Re: [RFC PATCH] mm, oom: allow oom reaper to race with exit_mmap

From: Tetsuo Handa
Date: Tue Jun 27 2017 - 10:26:49 EST


Michal Hocko wrote:
> On Tue 27-06-17 22:31:58, Tetsuo Handa wrote:
> > Michal Hocko wrote:
> > > On Tue 27-06-17 20:39:28, Tetsuo Handa wrote:
> > > > Michal Hocko wrote:
> > > > > > I wonder why you prefer timeout based approach. Your patch will after all
> > > > > > set MMF_OOM_SKIP if operations between down_write() and up_write() took
> > > > > > more than one second.
> > > > >
> > > > > if we reach down_write then we have unmapped the address space in
> > > > > exit_mmap and oom reaper cannot do much more.
> > > >
> > > > So, by the time down_write() is called, majority of memory is already released, isn't it?
> > >
> > > In most cases yes. To be put it in other words. By the time exit_mmap
> > > takes down_write there is nothing more oom reaper could reclaim.
> > >
> > Then, aren't there two exceptions which your patch cannot guarantee;
> > down_write(&mm->mmap_sem) in __ksm_exit() and __khugepaged_exit() ?
>
> yes it cannot. Those would be quite rare situations. Somebody holding
> the mmap sem would have to block those to wait for too long (that too
> long might be for ever actually if we are livelocked). We cannot rule
> that out of course and I would argue that it would be more appropriate
> to simply go after another task in those rare cases. There is not much
> we can really do.
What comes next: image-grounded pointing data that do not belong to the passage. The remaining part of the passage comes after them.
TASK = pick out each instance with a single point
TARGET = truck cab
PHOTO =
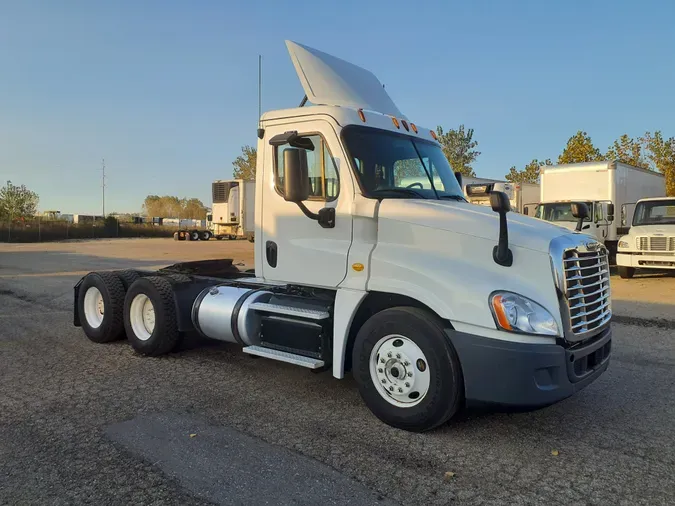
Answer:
(369, 260)
(650, 242)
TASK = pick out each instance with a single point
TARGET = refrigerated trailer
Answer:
(606, 187)
(430, 302)
(232, 214)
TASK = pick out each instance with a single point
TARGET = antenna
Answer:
(261, 132)
(259, 86)
(103, 184)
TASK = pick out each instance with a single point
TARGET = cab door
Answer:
(295, 248)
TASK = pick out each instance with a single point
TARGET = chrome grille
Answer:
(656, 243)
(587, 289)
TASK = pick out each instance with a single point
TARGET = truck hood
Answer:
(473, 220)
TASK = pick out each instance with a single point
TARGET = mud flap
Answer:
(76, 313)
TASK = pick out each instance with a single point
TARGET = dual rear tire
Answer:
(114, 304)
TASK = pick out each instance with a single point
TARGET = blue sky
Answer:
(166, 91)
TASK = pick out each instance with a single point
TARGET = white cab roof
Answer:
(328, 80)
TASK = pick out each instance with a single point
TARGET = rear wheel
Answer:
(150, 316)
(626, 272)
(100, 305)
(406, 369)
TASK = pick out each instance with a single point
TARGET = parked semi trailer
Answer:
(232, 213)
(432, 303)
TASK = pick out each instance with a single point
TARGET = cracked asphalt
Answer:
(82, 423)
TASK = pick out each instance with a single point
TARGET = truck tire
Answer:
(407, 371)
(100, 304)
(150, 316)
(127, 277)
(626, 272)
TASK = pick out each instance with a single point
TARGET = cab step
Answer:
(298, 312)
(283, 356)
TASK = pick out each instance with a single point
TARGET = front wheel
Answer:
(407, 371)
(626, 272)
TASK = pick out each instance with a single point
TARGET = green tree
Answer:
(661, 155)
(530, 174)
(580, 148)
(627, 150)
(174, 207)
(244, 164)
(17, 202)
(459, 148)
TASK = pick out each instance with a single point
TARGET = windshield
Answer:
(559, 211)
(392, 165)
(654, 212)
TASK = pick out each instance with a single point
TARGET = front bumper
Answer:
(646, 261)
(528, 375)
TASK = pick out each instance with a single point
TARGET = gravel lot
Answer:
(85, 423)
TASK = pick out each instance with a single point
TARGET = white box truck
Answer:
(432, 303)
(650, 242)
(606, 187)
(524, 197)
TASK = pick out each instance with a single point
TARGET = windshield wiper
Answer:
(407, 191)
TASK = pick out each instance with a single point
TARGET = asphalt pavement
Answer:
(82, 423)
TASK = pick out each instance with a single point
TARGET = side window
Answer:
(324, 183)
(599, 215)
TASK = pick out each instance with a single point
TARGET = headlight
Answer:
(516, 313)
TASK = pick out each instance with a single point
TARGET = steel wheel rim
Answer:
(94, 307)
(400, 371)
(142, 316)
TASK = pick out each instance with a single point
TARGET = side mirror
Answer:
(296, 175)
(500, 202)
(501, 253)
(580, 212)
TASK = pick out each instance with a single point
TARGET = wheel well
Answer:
(374, 303)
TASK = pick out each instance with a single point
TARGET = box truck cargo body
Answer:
(607, 187)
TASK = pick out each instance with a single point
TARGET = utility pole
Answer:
(103, 186)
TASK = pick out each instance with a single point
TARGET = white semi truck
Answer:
(650, 242)
(523, 197)
(605, 187)
(432, 303)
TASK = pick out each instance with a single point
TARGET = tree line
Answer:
(174, 207)
(651, 151)
(17, 202)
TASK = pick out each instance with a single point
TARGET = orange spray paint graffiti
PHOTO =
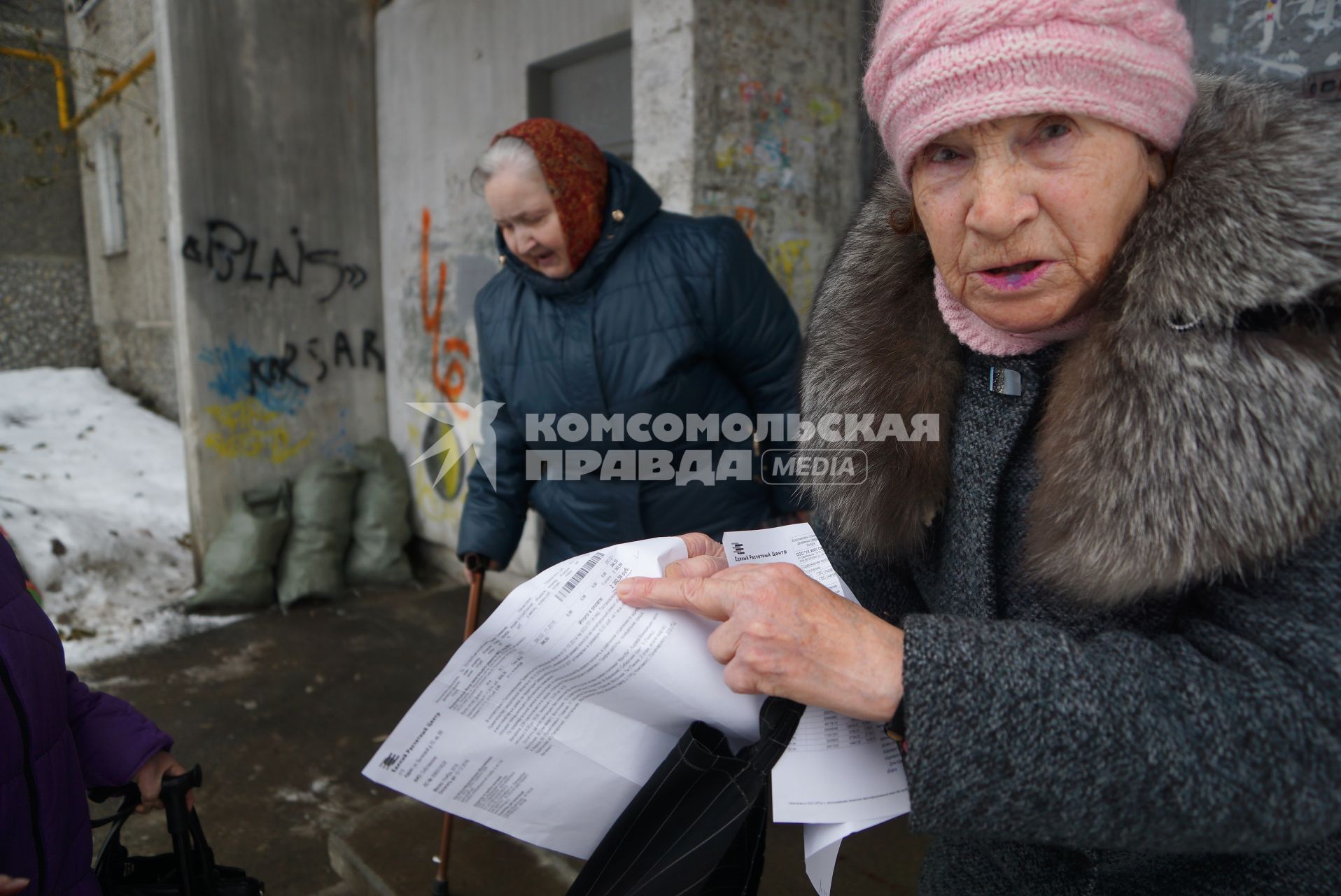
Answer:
(451, 382)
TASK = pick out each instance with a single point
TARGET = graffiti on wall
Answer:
(230, 253)
(440, 496)
(448, 370)
(1273, 38)
(767, 141)
(262, 389)
(250, 430)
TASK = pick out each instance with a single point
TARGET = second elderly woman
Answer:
(1104, 612)
(610, 307)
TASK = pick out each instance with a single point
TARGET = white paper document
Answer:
(838, 776)
(547, 720)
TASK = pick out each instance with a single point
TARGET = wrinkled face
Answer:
(525, 212)
(1025, 214)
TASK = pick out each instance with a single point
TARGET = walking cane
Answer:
(472, 613)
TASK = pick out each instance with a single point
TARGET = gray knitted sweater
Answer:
(1121, 588)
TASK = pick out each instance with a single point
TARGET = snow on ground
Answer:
(93, 494)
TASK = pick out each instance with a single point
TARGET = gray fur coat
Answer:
(1120, 589)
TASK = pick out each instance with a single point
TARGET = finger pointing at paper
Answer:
(783, 634)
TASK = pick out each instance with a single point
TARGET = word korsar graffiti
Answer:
(230, 251)
(281, 382)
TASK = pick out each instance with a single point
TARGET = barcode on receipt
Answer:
(587, 568)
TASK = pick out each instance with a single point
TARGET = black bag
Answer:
(696, 828)
(190, 869)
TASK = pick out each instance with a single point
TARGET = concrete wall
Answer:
(777, 127)
(132, 297)
(1234, 35)
(743, 108)
(271, 181)
(448, 78)
(45, 312)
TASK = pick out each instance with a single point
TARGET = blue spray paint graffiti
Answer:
(244, 373)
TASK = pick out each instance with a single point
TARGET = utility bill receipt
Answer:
(547, 720)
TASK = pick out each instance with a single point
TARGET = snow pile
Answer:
(93, 494)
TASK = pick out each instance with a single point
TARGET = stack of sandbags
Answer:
(339, 525)
(381, 518)
(239, 573)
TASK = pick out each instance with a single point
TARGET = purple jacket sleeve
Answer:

At some point the oom reaper has to give up and move
> on otherwise we are back to square one when OOM could deadlock...
>
> Maybe we can actually get rid of this down_write but I would go that way
> only when it proves to be a real issue.
>
> > Since for some reason exit_mmap() cannot be brought to before
> > ksm_exit(mm)/khugepaged_exit(mm) calls,
>
> 9ba692948008 ("ksm: fix oom deadlock") would tell you more about the
> ordering and the motivation.

I don't understand ksm nor khugepaged. But that commit was actually calling
ksm_exit() just before free_pgtables() in exit_mmap(). It is ba76149f47d8c939
("thp: khugepaged") which added /* must run before exit_mmap */ comment.

>
> >
> > ksm_exit(mm);
> > khugepaged_exit(mm); /* must run before exit_mmap */
> > exit_mmap(mm);
> >
> > shouldn't we try __oom_reap_task_mm() before calling these down_write()
> > if mm is OOM victim's?
>
> This is what we try. We simply try to get mmap_sem for read and do our
> work as soon as possible with the proposed patch. This is already an
> improvement, no?

We can ask the OOM reaper kernel thread try to reap before the OOM killer
releases oom_lock mutex. But that is not guaranteed. It is possible that
the OOM victim thread is executed until down_write() in __ksm_exit() or
__khugepaged_exit() and then the OOM reaper kernel thread starts calling
down_read_trylock().